Network lifetime of modified LEACH when changing threshold (the number of nodes: 300)

Fig. 12

Network lifetime of modified LEACH when changing threshold (the number of nodes: 300)

In case of the modified LEACH, uniform percentage of threshold value is applied to all nodes. However, in the actual environment of wireless sensor networks, it is impossible to use the same threshold value.

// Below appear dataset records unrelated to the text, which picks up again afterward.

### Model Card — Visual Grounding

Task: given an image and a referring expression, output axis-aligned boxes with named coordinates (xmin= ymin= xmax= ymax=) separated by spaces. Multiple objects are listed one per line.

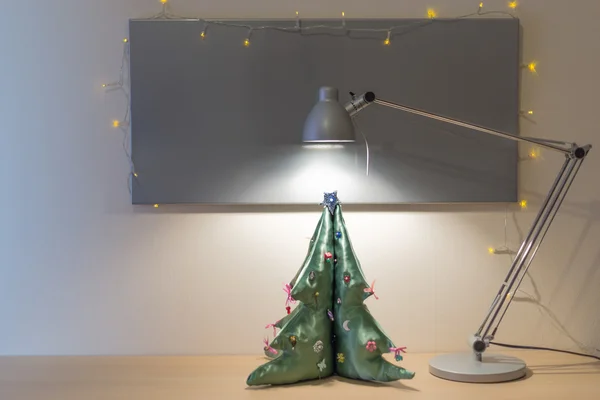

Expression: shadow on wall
xmin=502 ymin=192 xmax=600 ymax=354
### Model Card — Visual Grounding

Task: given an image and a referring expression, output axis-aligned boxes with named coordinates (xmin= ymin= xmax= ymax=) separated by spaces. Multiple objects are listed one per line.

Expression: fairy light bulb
xmin=527 ymin=61 xmax=537 ymax=74
xmin=383 ymin=31 xmax=392 ymax=46
xmin=527 ymin=148 xmax=540 ymax=160
xmin=519 ymin=200 xmax=527 ymax=210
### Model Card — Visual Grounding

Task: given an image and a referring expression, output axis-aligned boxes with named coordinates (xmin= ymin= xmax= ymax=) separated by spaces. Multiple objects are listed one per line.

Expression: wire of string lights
xmin=149 ymin=0 xmax=517 ymax=47
xmin=102 ymin=39 xmax=138 ymax=194
xmin=102 ymin=0 xmax=537 ymax=200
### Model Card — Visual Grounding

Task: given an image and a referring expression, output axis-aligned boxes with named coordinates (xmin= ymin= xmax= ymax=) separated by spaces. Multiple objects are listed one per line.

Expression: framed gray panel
xmin=130 ymin=18 xmax=520 ymax=204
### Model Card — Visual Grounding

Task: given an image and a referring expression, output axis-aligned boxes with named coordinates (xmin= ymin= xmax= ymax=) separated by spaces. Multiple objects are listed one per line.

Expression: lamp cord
xmin=490 ymin=342 xmax=600 ymax=361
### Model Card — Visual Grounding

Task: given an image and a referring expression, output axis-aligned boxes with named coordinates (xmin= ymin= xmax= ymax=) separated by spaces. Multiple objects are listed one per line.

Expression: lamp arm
xmin=345 ymin=92 xmax=592 ymax=361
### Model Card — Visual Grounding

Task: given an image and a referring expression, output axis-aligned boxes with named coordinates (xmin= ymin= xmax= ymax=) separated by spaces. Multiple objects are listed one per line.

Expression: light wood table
xmin=0 ymin=351 xmax=600 ymax=400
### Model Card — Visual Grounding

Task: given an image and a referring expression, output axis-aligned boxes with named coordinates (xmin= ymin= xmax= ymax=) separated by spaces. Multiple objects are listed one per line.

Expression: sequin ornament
xmin=365 ymin=340 xmax=377 ymax=353
xmin=313 ymin=340 xmax=324 ymax=353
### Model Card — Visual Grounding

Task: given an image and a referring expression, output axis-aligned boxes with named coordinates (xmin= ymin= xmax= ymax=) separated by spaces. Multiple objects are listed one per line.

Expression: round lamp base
xmin=429 ymin=353 xmax=527 ymax=383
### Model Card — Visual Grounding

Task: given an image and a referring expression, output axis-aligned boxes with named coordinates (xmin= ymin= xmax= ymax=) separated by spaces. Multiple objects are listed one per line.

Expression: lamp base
xmin=429 ymin=353 xmax=527 ymax=383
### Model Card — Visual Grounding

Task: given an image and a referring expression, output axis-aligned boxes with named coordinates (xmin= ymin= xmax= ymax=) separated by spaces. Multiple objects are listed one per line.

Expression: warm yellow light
xmin=383 ymin=31 xmax=392 ymax=46
xmin=528 ymin=149 xmax=540 ymax=160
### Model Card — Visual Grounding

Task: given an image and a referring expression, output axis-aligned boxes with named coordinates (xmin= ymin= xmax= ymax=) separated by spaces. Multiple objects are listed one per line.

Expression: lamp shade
xmin=302 ymin=87 xmax=355 ymax=143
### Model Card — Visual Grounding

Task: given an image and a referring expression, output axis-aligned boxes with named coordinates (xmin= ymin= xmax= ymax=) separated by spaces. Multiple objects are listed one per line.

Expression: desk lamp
xmin=302 ymin=87 xmax=592 ymax=383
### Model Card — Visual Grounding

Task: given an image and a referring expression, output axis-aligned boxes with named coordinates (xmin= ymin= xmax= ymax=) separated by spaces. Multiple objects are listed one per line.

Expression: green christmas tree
xmin=264 ymin=213 xmax=331 ymax=358
xmin=247 ymin=192 xmax=414 ymax=385
xmin=333 ymin=204 xmax=415 ymax=382
xmin=246 ymin=209 xmax=335 ymax=385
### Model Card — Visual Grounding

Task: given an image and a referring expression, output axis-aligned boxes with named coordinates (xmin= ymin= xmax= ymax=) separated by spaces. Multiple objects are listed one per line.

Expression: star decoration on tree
xmin=321 ymin=190 xmax=340 ymax=215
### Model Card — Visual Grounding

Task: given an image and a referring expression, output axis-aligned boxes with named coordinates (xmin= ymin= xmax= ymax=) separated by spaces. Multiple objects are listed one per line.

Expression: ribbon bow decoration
xmin=390 ymin=347 xmax=406 ymax=361
xmin=283 ymin=283 xmax=296 ymax=307
xmin=263 ymin=338 xmax=277 ymax=354
xmin=364 ymin=281 xmax=379 ymax=300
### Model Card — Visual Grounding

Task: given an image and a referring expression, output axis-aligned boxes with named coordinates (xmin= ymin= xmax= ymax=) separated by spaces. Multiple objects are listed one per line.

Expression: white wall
xmin=0 ymin=0 xmax=600 ymax=354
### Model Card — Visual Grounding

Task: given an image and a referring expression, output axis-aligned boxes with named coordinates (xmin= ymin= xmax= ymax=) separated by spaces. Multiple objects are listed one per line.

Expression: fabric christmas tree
xmin=333 ymin=205 xmax=415 ymax=382
xmin=246 ymin=209 xmax=335 ymax=385
xmin=247 ymin=192 xmax=414 ymax=385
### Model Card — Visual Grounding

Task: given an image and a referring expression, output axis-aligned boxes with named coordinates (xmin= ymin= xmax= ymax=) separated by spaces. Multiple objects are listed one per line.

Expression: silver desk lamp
xmin=302 ymin=87 xmax=592 ymax=383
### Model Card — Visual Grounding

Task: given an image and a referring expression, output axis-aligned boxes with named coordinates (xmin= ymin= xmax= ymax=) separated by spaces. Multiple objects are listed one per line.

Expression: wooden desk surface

Figure 13 shows result of T-LEACH in terms of FND and LND when the number of nodes is 100, 300, and 500. In this result, threshold levels are applied differently for each node because each cluster has the different number of participant nodes. Figure 14 shows the network lifetime of LEACH sand T-LEACH in terms of FND and LND. In this result, we can observe that T-LEACH outperformed LEACH in terms of network lifetime. Especially, T-LEACH shows almost same result in FND and LND. Based on this result, we confirm that T-LEACH is also better than LEACH in terms of balancing the energy consumption of the sensor nodes.

Fig. 13

Network lifetime of T-LEACH

Fig. 14

Network lifetime of LEACH and T-LEACH

5 Conclusions

Many kinds of existing clustering protocols have been developed to balance and maximize lifetime of the sensor nodes in wireless sensor networks. However, the existing clustering protocols do not consider the energy-efficient duration of the cluster heads replacement. Frequent cluster head selection and replacement may unnecessarily dissipate limited battery power of the entire sensor networks. In this paper, we present T-LEACH, which is a threshold-based cluster head replacement scheme for wireless sensor networks. It minimizes the number of cluster head selection and replacement by using the threshold value of the residual energy. Reducing the amount of head selection and replacement cost, the lifetime of the entire networks can be extended compared with the existing clustering protocols. Our simulation results show that T-LEACH outperformed LEACH in terms of the balancing energy consumption and the network lifetime.

We are currently extending our work to implement T-LEACH protocol on existing sensor operating systems for wireless sensor networks. We are convinced that if we apply the proposed scheme to the real sensor nodes, we can get more energy-efficient and long-lasting wireless sensor networks.